Dopo il vino e l'olio arrivano i Pomodori Doc

Un vero ciclo hegeliano, quello del pomodoro. In principio, portato in Italia dal Nuovo Mondo come pianta ornamentale sospettabile (per la parentela con le solanacee), stentò a conquistare fiducia e palati, al punto da essere niente più che una comparsa nei ricettari del '700, Napoli compresa. Poi il successo: dal dilagare delle pummarole rassicuranti e pop agli “yuppissimi” pomodorini, compagni inseparabili di Lady Rughetta. Adesso, addirittura la sintesi edonistica, la riflessione sul gusto, secondo la moda corrente dell'esplorazione di un sapore o di un prodotto in tutte le sue declinazioni. La novità viene infatti dalla Sicilia, palcoscenico di una “Tomato Conference” che ha riunito a Scicli nel Ragusano esperti di ogni parte del mondo. Un vero e proprio diluvio di pomodori e di chiacchiere, di riflessioni economiche e di ermeneutica della panzanella.
Tema portante, rivalutare il consumo di questo ortaggio a partire dalle sue grandi varietà di sapori, al di fuori della scontata iconografia mediterranea tutta pomodorini maledettamente uguali.
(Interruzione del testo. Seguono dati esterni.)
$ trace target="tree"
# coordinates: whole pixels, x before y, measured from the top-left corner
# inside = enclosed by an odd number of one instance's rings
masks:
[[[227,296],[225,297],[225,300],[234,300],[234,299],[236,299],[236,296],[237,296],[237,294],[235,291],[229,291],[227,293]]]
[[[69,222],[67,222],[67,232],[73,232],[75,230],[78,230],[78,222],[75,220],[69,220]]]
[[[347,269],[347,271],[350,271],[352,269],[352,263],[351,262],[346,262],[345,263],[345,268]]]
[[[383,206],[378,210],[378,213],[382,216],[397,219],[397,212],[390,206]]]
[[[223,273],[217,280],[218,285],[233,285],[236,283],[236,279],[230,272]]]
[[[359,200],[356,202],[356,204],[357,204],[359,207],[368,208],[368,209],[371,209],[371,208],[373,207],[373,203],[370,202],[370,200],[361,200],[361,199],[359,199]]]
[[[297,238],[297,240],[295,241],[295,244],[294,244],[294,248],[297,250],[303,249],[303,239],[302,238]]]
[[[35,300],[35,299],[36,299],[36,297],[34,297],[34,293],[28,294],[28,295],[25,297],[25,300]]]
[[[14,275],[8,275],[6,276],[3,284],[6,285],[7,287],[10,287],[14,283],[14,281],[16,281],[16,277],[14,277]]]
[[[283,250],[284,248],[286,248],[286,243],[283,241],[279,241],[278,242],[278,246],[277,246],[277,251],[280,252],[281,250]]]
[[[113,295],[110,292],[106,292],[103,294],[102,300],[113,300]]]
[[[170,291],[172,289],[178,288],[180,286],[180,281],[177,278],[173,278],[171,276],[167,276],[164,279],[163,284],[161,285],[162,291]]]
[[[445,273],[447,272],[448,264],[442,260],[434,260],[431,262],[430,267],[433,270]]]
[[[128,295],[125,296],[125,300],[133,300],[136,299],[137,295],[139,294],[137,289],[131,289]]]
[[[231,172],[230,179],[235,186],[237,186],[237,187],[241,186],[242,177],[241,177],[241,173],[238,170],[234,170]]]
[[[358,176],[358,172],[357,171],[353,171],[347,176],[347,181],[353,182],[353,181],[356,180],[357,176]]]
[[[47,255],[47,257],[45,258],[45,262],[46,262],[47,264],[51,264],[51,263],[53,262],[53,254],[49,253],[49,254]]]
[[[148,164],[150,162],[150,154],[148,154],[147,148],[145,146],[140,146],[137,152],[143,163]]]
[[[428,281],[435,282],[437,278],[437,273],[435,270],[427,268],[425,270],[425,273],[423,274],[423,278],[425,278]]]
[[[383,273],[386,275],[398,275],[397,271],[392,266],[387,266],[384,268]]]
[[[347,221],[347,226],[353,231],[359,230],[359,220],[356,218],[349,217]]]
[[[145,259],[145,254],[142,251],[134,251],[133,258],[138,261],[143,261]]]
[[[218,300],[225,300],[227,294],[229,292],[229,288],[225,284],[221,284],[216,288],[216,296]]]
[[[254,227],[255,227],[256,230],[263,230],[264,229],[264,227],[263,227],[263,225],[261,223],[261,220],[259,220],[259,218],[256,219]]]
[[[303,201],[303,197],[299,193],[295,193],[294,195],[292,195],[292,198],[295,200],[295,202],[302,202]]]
Così è saltato fuori persino un modello para-scientifico, reso grafico in forma di esagono, con parametri quali dolcezza, sapidità, farinosità, croccantezza, acidità, fruttuosità. La figura perfetta forse va chiesta all'ombra sapiente di Euclide, ma qualche idea ne viene fuori.

Ad esempio che il ligure cuore di bue o il Salvatore, giusta acidità e senza semi, sono il top per una caprese, mentre l'Eugenia o il riccio bolognese, equilibrati tra sapidità e acidità, sono il meglio per il classico spaghetto. Il Piccadilly, con la sua struttura acquosa e dissetante, è «grandioso su una pasta fredda», giura Constance, una delle più seducenti chef a Montrachet, «ma non va sottovalutato il Tyty, che si presta benissimo a gelatine per accompagnare i formaggi». Momenti di gloria anche per l'Ikram, giusto accompagnamento neutro per piatti a base di pesce, o per il Dunè, talmente dolce da prestarsi a far da solo antipasto. Poi, tutti i riflettori sul Pachino, star siciliana della pomodorità fatta successo, celebrato nelle ricette del bravissimo Ciccio Sultano che esercita il suo talento dietro il Duomo di Ragusa.
«Fatta l'Italia bisogna fare gli italiani», diceva Cavour. Allo stesso modo, preso atto della complessità di sapori che si nasconde in un semplice pomodoro, bisogna sradicare i consumatori dalla loro pigrizia, non meno che da inauspicate fedeltà al gusto di sempre. Da noi è una partita che si può giocare, visto che l'Italia, sesto produttore mondiale (con 6,5 milioni di tonnellate, contro le 30 della Cina, le 12 degli Usa, o le 8 della Turchia), è però il paese che coltiva il maggior numero di varietà di pomodori. La varietà al servizio del gusto, insomma, che è poi la stessa cosa della fantasia al servizio del piacere.